Robbins started drawing at a young age. She became an active member of science fiction fandom in the 1950s, and her illustrations appeared in science fiction fanzines such as the Hugo-nominated Habakkuk. She got back into comics in the late 1960s when the Batman television show and the proliferation of Pop Art made comics interesting to young hippies. She also started drawing psychedelic images with magic markers for fun. When she was introduced to the East Village Other underground newspaper, she was inspired by a psychedelic comic by “Panzika,” who she later found out was a woman, Nancy Kalish.

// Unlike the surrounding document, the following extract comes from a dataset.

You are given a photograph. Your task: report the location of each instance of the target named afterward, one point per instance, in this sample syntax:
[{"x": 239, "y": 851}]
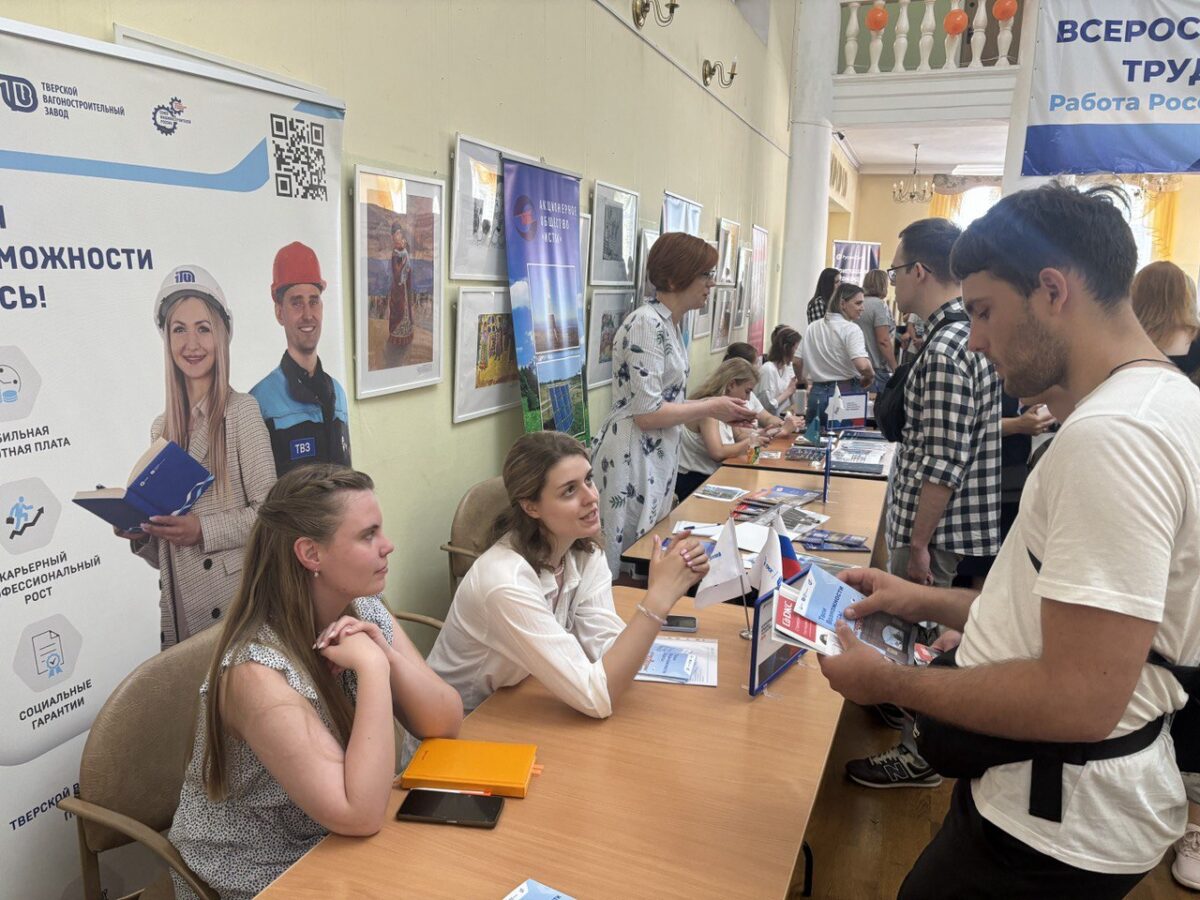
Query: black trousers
[{"x": 972, "y": 858}]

In 1969, Robbins designed the costume for the Warren Publishing character Vampirella for artist Frank Frazetta in Vampirella #1, published in September, 1969. Robbins’ official involvement with Wonder Woman, a character she had long admired, began in 1986. At the conclusion of the first volume of the series (in conjunction with the series Crisis on Infinite Earths), DC Comics published a four-issue limited series titled The Legend of Wonder Woman, written by Kurt Busiek and drawn by Robbins. Robbins was the first woman to draw Wonder Woman comics on a professional level.

As she got more and more into comics, in 1970 she moved back out to California to San Francisco with a car-full of other underground cartoonists; soon after arriving, they were joined by Willy Mendes, with whom she had worked on EVO publication Gothic Blimp Works. She found the San Francisco comic scene unwelcome to women cartoonists, finding herself introduced at the parties she was rarely invited to as “Trina…a dressmaker.”

She worked at the feminist underground newspaper It Ain’t Me, Babe. She subsequently established the first all-woman comic book titled It Ain’t Me Babe Comix. She became increasingly involved in creating outlets for and promoting female comics artists, through projects such as the comics anthology Wimmen’s Comix.

In the 1980s, she started working for mainstream publications such as National Lampoon and Playboy, in addition to a six-issue miniseries called Misty for Marvel’s Star imprint. She also worked on an adaptation of Sax Rohmer’s Dope for Eclipse Comics.

In the mid-’80s through the 1990s, she undertook the task of “herstorian,” chronicling the history of women comics creators and cartoonists in her books Women in the Comics (with Catherine Yronwode), A Century of Women Cartoonists (later updated as The Great Women Cartoonists) as well as a biography of Nell Brinkley. She said of her non-fiction projects: “I wrote about women cartoonists because I knew that there had been more women cartoonists, and the guys would always justify their attitudes by saying, ‘Well, women just don’t draw comics. Women have never drawn comics.’ And I knew that wasn’t true. So I did a lot of research and, of course, I was right. I found hundreds of women cartoonists. Really, really great women cartoonists.”

In the 21st century, she collaborated with artist Anne Timmons on GoGirl! about a teenage superhero who inherited her flying powers from her superheroine mother for Image Comics. She also wrote the first story arc for Moonstone’s Honey West, based on the ’60s TV series of the same name. She has primarily been a scripter of graphic novels during the 21st century, and her most recent work is a graphic biography of Lily Renée, drawn by Timmons.

She lives in San Francisco with her long-term partner, comic artist Steve Leialoha.